Les séries et les films américains ont largement participé à nous familiariser avec les représentations des Cheerleaders — les pom-pom girls — et des joueurs de football américain. Elles sont généralement les plus belles et les plus populaires du lycée ou de l’université et ils représentent l’idéal de virilité et de santé physique qui séduit la plupart des jeunes filles.
Si leur image finit parfois par être tournée en ridicule au profit de personnages moins glamour mais dépeints comme plus «intéressants», les cheerleaders et les footballeurs n’en demeurent pas moins un véritable symbole de la jeunesse et de la culture populaire américaine.
Ces filles qui se déhanchent et lèvent haut leur jambe au rythme du slogan qui encourage leur équipe constituent un véritable phénomène social et culturel. Conscient de l’importance de ce modèle dans l’imaginaire collectif américain, mais sans toutefois chercher à réaliser une étude sociologique, Brian Finke a suivi sur les terrains, pendant deux ans, les meilleures équipes de football américain et leurs supportrices. Il se fait ainsi le témoin privilégié d’un univers singulier qui se nourrit d’un certains folklore et d’un ensemble de codes.

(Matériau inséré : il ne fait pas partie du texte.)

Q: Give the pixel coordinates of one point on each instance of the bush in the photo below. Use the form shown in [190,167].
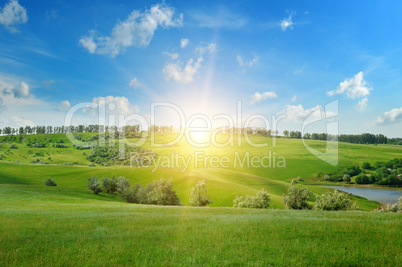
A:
[334,200]
[362,179]
[122,185]
[366,165]
[296,198]
[50,182]
[161,193]
[259,201]
[93,184]
[389,208]
[109,185]
[12,146]
[199,195]
[136,195]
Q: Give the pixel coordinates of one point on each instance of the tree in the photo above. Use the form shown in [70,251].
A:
[93,184]
[366,165]
[334,200]
[122,185]
[199,195]
[160,192]
[259,201]
[296,198]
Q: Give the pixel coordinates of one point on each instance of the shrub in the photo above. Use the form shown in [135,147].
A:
[12,146]
[389,208]
[366,165]
[199,195]
[93,184]
[161,193]
[50,182]
[136,195]
[259,201]
[346,178]
[122,185]
[362,179]
[296,198]
[334,200]
[109,185]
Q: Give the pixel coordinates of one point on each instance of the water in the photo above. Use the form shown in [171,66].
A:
[382,195]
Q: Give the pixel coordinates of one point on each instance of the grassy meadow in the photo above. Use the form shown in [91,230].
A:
[69,225]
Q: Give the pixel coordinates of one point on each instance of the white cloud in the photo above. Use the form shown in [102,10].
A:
[355,87]
[257,97]
[390,117]
[11,14]
[223,18]
[18,122]
[362,105]
[243,63]
[21,91]
[182,75]
[48,84]
[287,23]
[183,43]
[64,105]
[172,56]
[117,105]
[134,83]
[137,30]
[2,106]
[206,47]
[296,113]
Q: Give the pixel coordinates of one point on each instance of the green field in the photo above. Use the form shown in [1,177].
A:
[68,225]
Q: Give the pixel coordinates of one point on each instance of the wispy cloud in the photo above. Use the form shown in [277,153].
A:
[137,30]
[222,18]
[390,117]
[183,43]
[257,97]
[244,63]
[12,14]
[176,72]
[134,83]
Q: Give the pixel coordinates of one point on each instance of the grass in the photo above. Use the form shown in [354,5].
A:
[68,225]
[84,229]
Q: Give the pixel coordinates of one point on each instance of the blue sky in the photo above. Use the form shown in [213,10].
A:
[277,57]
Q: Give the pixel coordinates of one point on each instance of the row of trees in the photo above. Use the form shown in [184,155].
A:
[365,138]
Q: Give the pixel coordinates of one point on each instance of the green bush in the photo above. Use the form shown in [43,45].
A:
[109,185]
[137,195]
[366,165]
[389,207]
[334,200]
[12,146]
[199,195]
[296,198]
[122,185]
[93,184]
[161,193]
[50,182]
[259,201]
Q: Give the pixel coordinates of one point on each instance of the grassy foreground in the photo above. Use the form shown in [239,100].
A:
[36,230]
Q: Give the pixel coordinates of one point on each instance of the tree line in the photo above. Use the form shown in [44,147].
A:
[365,138]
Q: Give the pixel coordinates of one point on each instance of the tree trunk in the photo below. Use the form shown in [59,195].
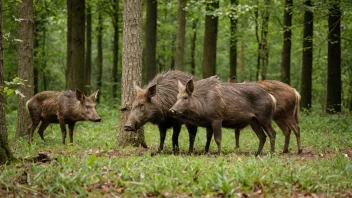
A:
[286,49]
[116,49]
[5,151]
[75,69]
[180,35]
[25,63]
[264,40]
[242,62]
[307,57]
[333,102]
[88,68]
[233,42]
[100,51]
[210,38]
[150,43]
[131,69]
[193,46]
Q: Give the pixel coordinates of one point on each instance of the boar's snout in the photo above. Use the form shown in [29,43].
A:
[173,112]
[128,127]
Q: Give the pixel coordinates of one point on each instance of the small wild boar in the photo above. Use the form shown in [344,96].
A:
[152,104]
[212,104]
[65,107]
[286,112]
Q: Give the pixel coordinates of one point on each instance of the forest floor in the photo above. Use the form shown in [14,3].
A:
[93,166]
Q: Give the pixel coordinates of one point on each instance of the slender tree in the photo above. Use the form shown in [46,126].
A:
[75,45]
[88,68]
[100,51]
[333,99]
[115,48]
[25,63]
[150,42]
[286,49]
[210,40]
[131,69]
[307,57]
[233,41]
[180,35]
[5,151]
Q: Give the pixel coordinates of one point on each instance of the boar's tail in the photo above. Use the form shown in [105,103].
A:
[274,102]
[296,110]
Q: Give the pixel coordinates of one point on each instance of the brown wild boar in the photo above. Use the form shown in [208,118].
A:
[152,104]
[65,107]
[212,104]
[286,112]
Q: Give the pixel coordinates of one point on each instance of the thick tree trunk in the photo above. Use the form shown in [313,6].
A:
[115,62]
[25,63]
[286,49]
[264,41]
[88,68]
[75,69]
[150,34]
[210,40]
[180,35]
[5,151]
[193,46]
[100,52]
[333,102]
[233,42]
[131,69]
[307,57]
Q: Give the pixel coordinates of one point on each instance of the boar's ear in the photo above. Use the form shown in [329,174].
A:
[232,79]
[79,95]
[151,91]
[190,86]
[94,95]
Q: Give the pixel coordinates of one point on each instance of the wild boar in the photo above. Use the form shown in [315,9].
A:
[152,103]
[65,107]
[212,104]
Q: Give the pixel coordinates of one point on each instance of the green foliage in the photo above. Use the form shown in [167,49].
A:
[93,166]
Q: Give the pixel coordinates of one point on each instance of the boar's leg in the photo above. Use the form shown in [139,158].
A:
[31,130]
[237,134]
[209,136]
[42,128]
[260,134]
[71,126]
[162,130]
[176,128]
[272,135]
[192,131]
[287,132]
[216,125]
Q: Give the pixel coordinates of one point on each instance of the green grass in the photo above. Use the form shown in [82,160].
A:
[93,166]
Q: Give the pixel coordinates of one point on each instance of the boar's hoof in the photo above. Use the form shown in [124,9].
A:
[128,127]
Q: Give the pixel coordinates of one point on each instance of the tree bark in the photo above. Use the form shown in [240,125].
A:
[131,69]
[88,68]
[210,40]
[264,40]
[193,46]
[100,52]
[5,151]
[286,49]
[180,35]
[150,34]
[25,63]
[307,57]
[75,69]
[333,99]
[116,49]
[233,42]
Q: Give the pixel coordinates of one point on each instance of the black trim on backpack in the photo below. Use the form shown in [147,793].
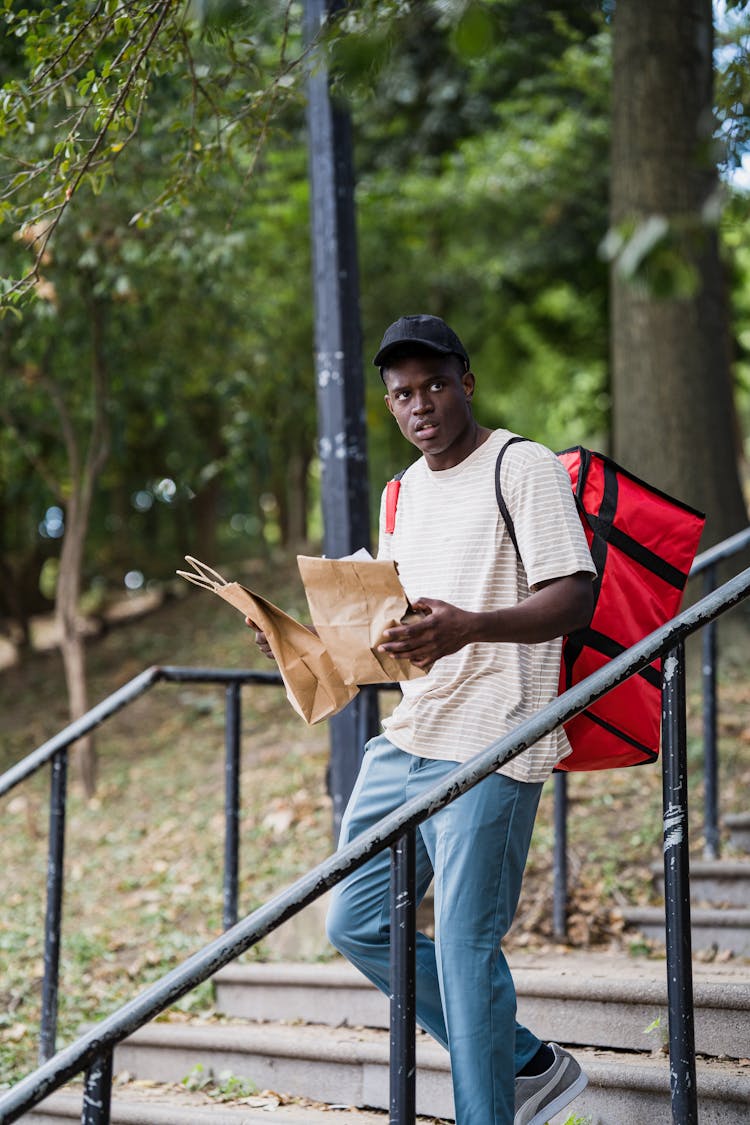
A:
[649,754]
[498,492]
[585,457]
[608,647]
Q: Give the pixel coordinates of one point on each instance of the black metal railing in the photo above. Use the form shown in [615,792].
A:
[92,1052]
[54,753]
[706,564]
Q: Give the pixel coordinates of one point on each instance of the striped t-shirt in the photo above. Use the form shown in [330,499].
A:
[451,542]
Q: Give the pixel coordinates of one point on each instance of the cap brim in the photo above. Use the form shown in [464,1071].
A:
[389,349]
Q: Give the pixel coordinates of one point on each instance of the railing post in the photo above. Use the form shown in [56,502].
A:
[560,858]
[403,980]
[710,749]
[54,910]
[677,891]
[98,1091]
[232,766]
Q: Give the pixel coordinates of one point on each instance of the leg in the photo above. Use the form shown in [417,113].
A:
[359,916]
[478,846]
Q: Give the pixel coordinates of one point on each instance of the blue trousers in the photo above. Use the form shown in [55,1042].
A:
[476,851]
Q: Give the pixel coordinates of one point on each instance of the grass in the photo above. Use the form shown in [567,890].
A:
[144,857]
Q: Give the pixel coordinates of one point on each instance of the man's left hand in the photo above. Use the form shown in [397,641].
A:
[439,630]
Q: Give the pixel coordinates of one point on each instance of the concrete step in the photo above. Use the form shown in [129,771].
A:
[739,830]
[170,1105]
[601,1000]
[335,1065]
[351,1065]
[715,882]
[726,930]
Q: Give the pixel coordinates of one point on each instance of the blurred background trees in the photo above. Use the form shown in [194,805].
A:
[157,334]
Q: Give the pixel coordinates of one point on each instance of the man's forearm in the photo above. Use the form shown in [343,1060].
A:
[556,609]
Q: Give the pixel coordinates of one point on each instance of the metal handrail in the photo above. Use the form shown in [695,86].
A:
[705,564]
[54,753]
[115,702]
[93,1051]
[720,552]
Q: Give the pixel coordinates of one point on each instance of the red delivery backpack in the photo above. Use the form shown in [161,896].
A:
[642,542]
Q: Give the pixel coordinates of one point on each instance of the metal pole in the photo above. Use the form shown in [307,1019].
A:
[342,444]
[560,858]
[98,1091]
[54,911]
[403,980]
[712,845]
[232,739]
[677,891]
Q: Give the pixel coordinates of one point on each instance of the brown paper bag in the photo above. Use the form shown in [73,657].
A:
[314,686]
[352,603]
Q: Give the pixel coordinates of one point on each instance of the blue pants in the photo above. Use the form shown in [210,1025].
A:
[476,851]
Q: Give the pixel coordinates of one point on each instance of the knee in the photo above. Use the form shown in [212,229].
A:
[339,923]
[348,927]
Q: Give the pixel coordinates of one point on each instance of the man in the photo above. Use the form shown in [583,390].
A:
[488,636]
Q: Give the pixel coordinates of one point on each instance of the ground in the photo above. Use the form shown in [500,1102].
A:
[144,856]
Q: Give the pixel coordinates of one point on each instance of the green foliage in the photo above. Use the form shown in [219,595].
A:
[153,165]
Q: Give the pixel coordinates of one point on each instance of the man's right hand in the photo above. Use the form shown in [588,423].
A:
[261,639]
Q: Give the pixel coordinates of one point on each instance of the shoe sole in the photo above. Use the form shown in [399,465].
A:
[562,1099]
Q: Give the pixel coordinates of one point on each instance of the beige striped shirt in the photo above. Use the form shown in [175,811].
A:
[451,543]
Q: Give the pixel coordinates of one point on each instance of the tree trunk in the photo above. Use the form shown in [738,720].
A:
[78,511]
[672,417]
[71,640]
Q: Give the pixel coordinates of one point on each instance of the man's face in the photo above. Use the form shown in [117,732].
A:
[431,399]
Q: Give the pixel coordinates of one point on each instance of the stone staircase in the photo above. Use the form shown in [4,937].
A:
[319,1031]
[720,893]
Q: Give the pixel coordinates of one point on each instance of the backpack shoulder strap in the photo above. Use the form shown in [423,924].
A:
[498,492]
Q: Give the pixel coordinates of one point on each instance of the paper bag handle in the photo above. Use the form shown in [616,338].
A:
[204,575]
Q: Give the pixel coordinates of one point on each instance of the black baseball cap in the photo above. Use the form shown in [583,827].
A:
[426,331]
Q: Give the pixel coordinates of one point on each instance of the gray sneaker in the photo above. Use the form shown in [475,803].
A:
[542,1096]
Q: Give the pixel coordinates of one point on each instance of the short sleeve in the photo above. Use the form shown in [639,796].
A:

Brian Finke ne montre pas l’adolescence dans sa révolte ou sa déviance comme le fait Larry Clark, mais partage avec celui-ci une réflexion sur le lien social, sur la manière dont un individu en construction s’inscrit, se révèle et réagit dans le groupe qui l’accueille. En ce sens, l’univers des pom-pom girls et des équipes de football constitue un terrain légitime pour traduire photographiquement ce phénomène de socialisation. En effet, le sport, par les enjeux et l’émotion qu’il soulève, génère un ensemble de sensations comme la joie, la déception, la crainte, la combativité, le respect qui peut être assimilé par chaque individu partageant un objectif commun avec le groupe.
Il en va de même pour les cheerleaders, qui apparaissent ainsi comme une extension de l’équipe qui foule la surface de jeu. Les photos de Brian Finke rendent compte de cette solidarité, de la cohésion qui unit chaque membre au moment d’un match. Ainsi, certains clichés qui expriment une sensation partagée se font échos: les visages collés de deux jeunes filles, qui se concentrent, prient ou se transmettent leur joie, renvoient à l’accolade virile des joueurs dont les casques s’entrechoquent en guise d’encouragement ou aux mains serrées et tendues par la situation des pom-pom girls.
Les uniformes aux couleurs de l’école renforcent cet effet d’appartenance au groupe. L’omniprésence des corps dans les photos de Finke évoquent de manière plus détournée l’éveil sexuel de ces jeunes et le lien qui se tisse entre joueurs et supportrices: ils livrent un combat sous leurs yeux tandis qu’elles tremblent et hurlent pour eux, l’image d’une pom-pom girls renvoie inconsciemment à celle d’un footballer et inversement.
Brian Finke saisit donc des instants furtifs et fragiles qui révèlent tout un bouquet de sensations. L’emploi de la couleur n’est pas sans rappeler les traitements de Stephen Shore et de Joël Meyerowitz. S’il adopte une démarche proche du documentaire en suivant ces différentes équipes à travers les Etats-Unis, sans traduire un parti pris ou sans chercher à porter un regard ironique sur ces pratiques, ses images, par l’emploi d’un flash additif qui fixe les sujets dans une réalité glacée, ne sont pas sans produire, à la manière de la photographie publicitaire ou de mode, de véritables icônes.
Brian Finke
— Cheerleaders and Football Players, 2003. 8 Photos argentiques couleur. 80 x 80 cm chacune.